There is other evidence in the record to support that appellant intentionally concealed the nature of her relationship with S.W. Appellant had a history of attempting to deceive the Department and the juvenile court about her relationships with violent partners. In the previous dependency case, she was described as going to "great lengths" to hide her relationship with D.T.'s father, presumably because she knew she would not be permitted to reunify with her children if she continued the relationship. Following the minors' removal, appellant initially denied there had been any incidents of domestic violence by S.W. other than those immediately preceding the minors' detention. She also was not forthcoming about the reason for the criminal protective order against him.
A reasonable inference from all of this evidence is that appellant concealed an ongoing relationship with S.W. from the Department, the service providers and the court. Thus, although appellant's involvement in counseling may have allowed her to "verbalize understanding" of domestic violence issues, it can be concluded that her efforts to actually resolve these issues lacked sincerity. Accordingly, we conclude the juvenile court's finding that appellant had not made reasonable efforts to resolve the problems that led to the prior removal of her children is supported by substantial evidence.
Appellant's final claim is that, regardless of whether there was a valid basis for bypassing reunification services, the juvenile court abused its discretion by not ordering services under section 361.5, subdivision (c) with regard to A.W. Again, we disagree.
As relevant here, section 361.5, subdivision (c) provides that a court "shall not" order services for a parent described in subdivision (b)(10) and (11) "unless the court finds, by clear and convincing evidence, that reunification is in the best interest of the child." In other words, the juvenile court is authorized to consider whether, despite the application of these bases for denying reunification services, the minor's best interest dictates that services be offered.

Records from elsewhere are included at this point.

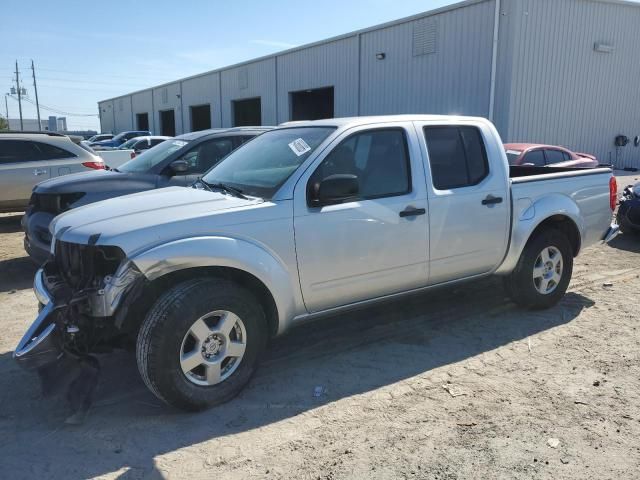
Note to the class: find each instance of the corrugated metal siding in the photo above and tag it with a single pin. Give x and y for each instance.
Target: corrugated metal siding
(454, 79)
(123, 114)
(201, 91)
(167, 98)
(256, 79)
(142, 103)
(333, 64)
(562, 91)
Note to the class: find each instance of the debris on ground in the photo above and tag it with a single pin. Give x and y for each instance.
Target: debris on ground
(319, 391)
(454, 390)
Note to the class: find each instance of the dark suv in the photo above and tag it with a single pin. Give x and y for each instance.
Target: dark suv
(176, 162)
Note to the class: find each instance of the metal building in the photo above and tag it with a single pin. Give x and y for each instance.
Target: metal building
(547, 71)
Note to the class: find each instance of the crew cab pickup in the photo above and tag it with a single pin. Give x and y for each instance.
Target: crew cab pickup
(308, 219)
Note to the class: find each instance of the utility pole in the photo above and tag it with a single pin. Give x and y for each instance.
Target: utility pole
(19, 95)
(33, 71)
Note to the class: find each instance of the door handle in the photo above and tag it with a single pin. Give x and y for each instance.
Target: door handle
(491, 200)
(412, 212)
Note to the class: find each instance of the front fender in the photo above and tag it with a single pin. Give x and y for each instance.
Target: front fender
(527, 216)
(217, 251)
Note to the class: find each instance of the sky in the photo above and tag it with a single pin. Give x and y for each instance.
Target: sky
(85, 52)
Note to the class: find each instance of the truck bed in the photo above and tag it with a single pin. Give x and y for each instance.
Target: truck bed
(520, 174)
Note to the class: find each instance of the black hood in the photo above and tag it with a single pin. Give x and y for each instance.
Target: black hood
(118, 183)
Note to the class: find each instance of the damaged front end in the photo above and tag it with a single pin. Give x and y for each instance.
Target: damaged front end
(80, 291)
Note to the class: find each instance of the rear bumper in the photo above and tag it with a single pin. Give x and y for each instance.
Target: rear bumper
(42, 343)
(612, 233)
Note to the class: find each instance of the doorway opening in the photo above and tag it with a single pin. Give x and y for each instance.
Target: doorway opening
(200, 117)
(168, 123)
(247, 112)
(142, 121)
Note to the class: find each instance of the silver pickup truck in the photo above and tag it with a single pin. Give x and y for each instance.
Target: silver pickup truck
(309, 219)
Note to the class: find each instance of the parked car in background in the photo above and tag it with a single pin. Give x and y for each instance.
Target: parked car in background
(27, 159)
(119, 139)
(309, 219)
(176, 162)
(100, 137)
(114, 157)
(628, 216)
(140, 144)
(537, 155)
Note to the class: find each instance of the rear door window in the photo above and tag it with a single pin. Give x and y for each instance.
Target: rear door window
(554, 156)
(457, 156)
(378, 158)
(17, 151)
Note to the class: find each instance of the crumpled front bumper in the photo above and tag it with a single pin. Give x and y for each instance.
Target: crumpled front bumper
(42, 343)
(612, 233)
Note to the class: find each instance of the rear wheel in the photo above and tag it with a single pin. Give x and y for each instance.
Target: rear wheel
(199, 344)
(543, 272)
(623, 222)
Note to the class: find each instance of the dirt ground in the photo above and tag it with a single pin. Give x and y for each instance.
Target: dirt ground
(453, 384)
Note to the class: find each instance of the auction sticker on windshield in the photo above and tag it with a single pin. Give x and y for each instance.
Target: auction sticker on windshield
(299, 147)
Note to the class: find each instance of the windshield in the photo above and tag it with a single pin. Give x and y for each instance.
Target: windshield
(513, 156)
(129, 143)
(262, 165)
(85, 145)
(152, 157)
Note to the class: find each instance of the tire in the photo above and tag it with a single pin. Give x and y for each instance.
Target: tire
(168, 331)
(621, 218)
(521, 286)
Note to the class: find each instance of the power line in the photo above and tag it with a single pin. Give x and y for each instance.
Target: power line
(56, 110)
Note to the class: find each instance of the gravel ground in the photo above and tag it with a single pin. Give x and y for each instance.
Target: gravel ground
(451, 384)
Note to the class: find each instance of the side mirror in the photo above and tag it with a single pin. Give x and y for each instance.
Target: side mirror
(334, 189)
(179, 166)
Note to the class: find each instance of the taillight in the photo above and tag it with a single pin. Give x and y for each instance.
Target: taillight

"Once it is determined one of the situations outlined in [section 361.5,] subdivision (b) applies, the general rule favoring reunification is replaced by a legislative assumption that offering services would be an unwise use of governmental resources." (In re Baby Boy H. (1998) 63 Cal.App.4th 470, 478.) "The burden is on the parent to change that assumption and show that reunification would serve the best interests of the child." (In re William B. (2008) 163 Cal.App.4th 1220, 1227.) We review the juvenile court's determination for abuse of discretion. (In re Angelique C. (2003) 113 Cal.App.4th 509, 523-524.)
Here, when the juvenile court denied appellant reunification services, it emphasized her long history of failing to protect her children despite years of domestic violence services. Based on this history, the court properly could conclude there was little likelihood appellant would be able to safely reunify with A.W., even with the provision of more services. We discern no abuse of discretion in the court's determination that providing services to appellant under such circumstances would not be in the minor's best interest.
The juvenile court's orders are affirmed.
We concur: NICHOLSON , J. DUARTE , J.